LOS ANGELES (AP) -- After third baseman Justin Turner and closer Kenley Jansen propelled the Los Angeles Dodgers to their most recent home playoff victory a few days ago, they took off their uniforms and pulled on T-shirts supporting a teammate.
Jansen's shirt urged fans to send Turner to the All-Star Game, albeit three months late. The red-bearded Turner's shirt simply bore Yasiel Puig's No. 66 in big blue numerals.
This type of thing happens almost every day around the Dodgers, who will host their franchise's first World Series game in 29 years on Tuesday night.
"The thing is, I think we all care about each other," Jansen said. "It's not about that one guy. We are all here helping each other out and getting better every day. Ever since spring training, we've been doing that."
Jansen's belief has been proven throughout a season that's already one of the most remarkable in Dodgers history. Despite their jaw-dropping payroll, an LA-record 104 regular-season wins and a 7-1 rampage through the NL playoffs, these Dodgers are a team in a fundamental sense.
Although the majors' most expensive roster is extraordinarily deep, the Dodgers lack a peerless star beyond Clayton Kershaw, who doesn't play every day. They share the offensive load to a remarkable degree, and they play defense with an aggressiveness that underlines their deep trust in each other.
As Los Angeles fans -- at least the ones who can get the Dodgers' television network -- already know, this is an upbeat, thoroughly likable group of players and coaches working together to end a championship drought before it reaches three decades.
Nobody carries the Dodgers. They lift each other.
"All season long, it hasn't been about one guy," said Turner, who achieved Dodgers immortality with his walk-off homer to win Game 2 of the NL Championship Series. "It's a group of guys all showing up to the field and figuring out a way to win a ballgame, one night at a time. You know, we've been pretty good at that so far."
They've been incredible at it from April to October -- well, except for a 1-16 stretch from late August into September that prevented them from challenging the greatest records in baseball history. Right before that, the Dodgers went 82-25 during an astonishing summer, and they've regained that edge in the postseason.
Los Angeles swept the Arizona Diamondbacks and dropped only a single one-run decision to the Cubs on the way to the franchise's 22nd NL pennant. They finished in Chicago quickly enough to earn four days off, allowing Kershaw to make his World Series debut on full rest in the opener.
Their starting rotation was excellent, from Kershaw and Rich Hill to two outstanding October starts from newcomer Yu Darvish. Their bullpen was dominant in the postseason after being the NL's best in the regular season, allowing no runs to the Cubs in the entire NLCS.
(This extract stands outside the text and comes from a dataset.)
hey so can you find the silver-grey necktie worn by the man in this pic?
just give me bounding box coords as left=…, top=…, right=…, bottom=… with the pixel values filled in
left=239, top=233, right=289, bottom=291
And their lineup is a masterpiece of teamwork orchestrated by manager Dave Roberts, who usually picks the right guys from his numerous options.
The Dodgers scored fewer runs than the other four NL playoff teams during the regular season with no 100-RBI producers and just one .300-hitting regular. Yet their lineup is stacked nightly with professional hitters who work counts, wear out opponents' starters and confidently take control of the late innings for 47 comeback victories and 10 walk-off wins.
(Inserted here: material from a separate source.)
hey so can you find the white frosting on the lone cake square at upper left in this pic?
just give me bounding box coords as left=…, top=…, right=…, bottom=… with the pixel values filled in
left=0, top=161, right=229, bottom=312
And they also post the occasional blowout, such as the clinching 11-1 win at Wrigley Field on Thursday night. The Dodgers popped bottles into the night inside the friendly confines before a flight home that arrived in the wee hours.
"I think about each individual player and coach and staff (member) and their families, and what we had to sacrifice to get to where we're at," Roberts said. "And to do what we did, it takes a lot of talent, a lot of give, a lot of open-mindedness. There was a complete buy-in."
The Dodgers have made 11 postseasons since their 1988 championship, but their failure to win a title during those 10 previous playoff appearances is the longest streak in baseball history. They've won the last five NL West titles before losing in the league playoffs four times, including last season's NLCS to the Cubs.
These Dodgers have emphatically erased that chunk of history. When they take the field on Tuesday night, they'll be in position to claim Los Angeles' sixth World Series title since the Brooklyn Dodgers moved west in 1958.
"That's where we want to be," NLCS co-MVP Chris Taylor said. "At home, in front of our crowd, in the World Series. We're right where we wanted to be since the start of the year."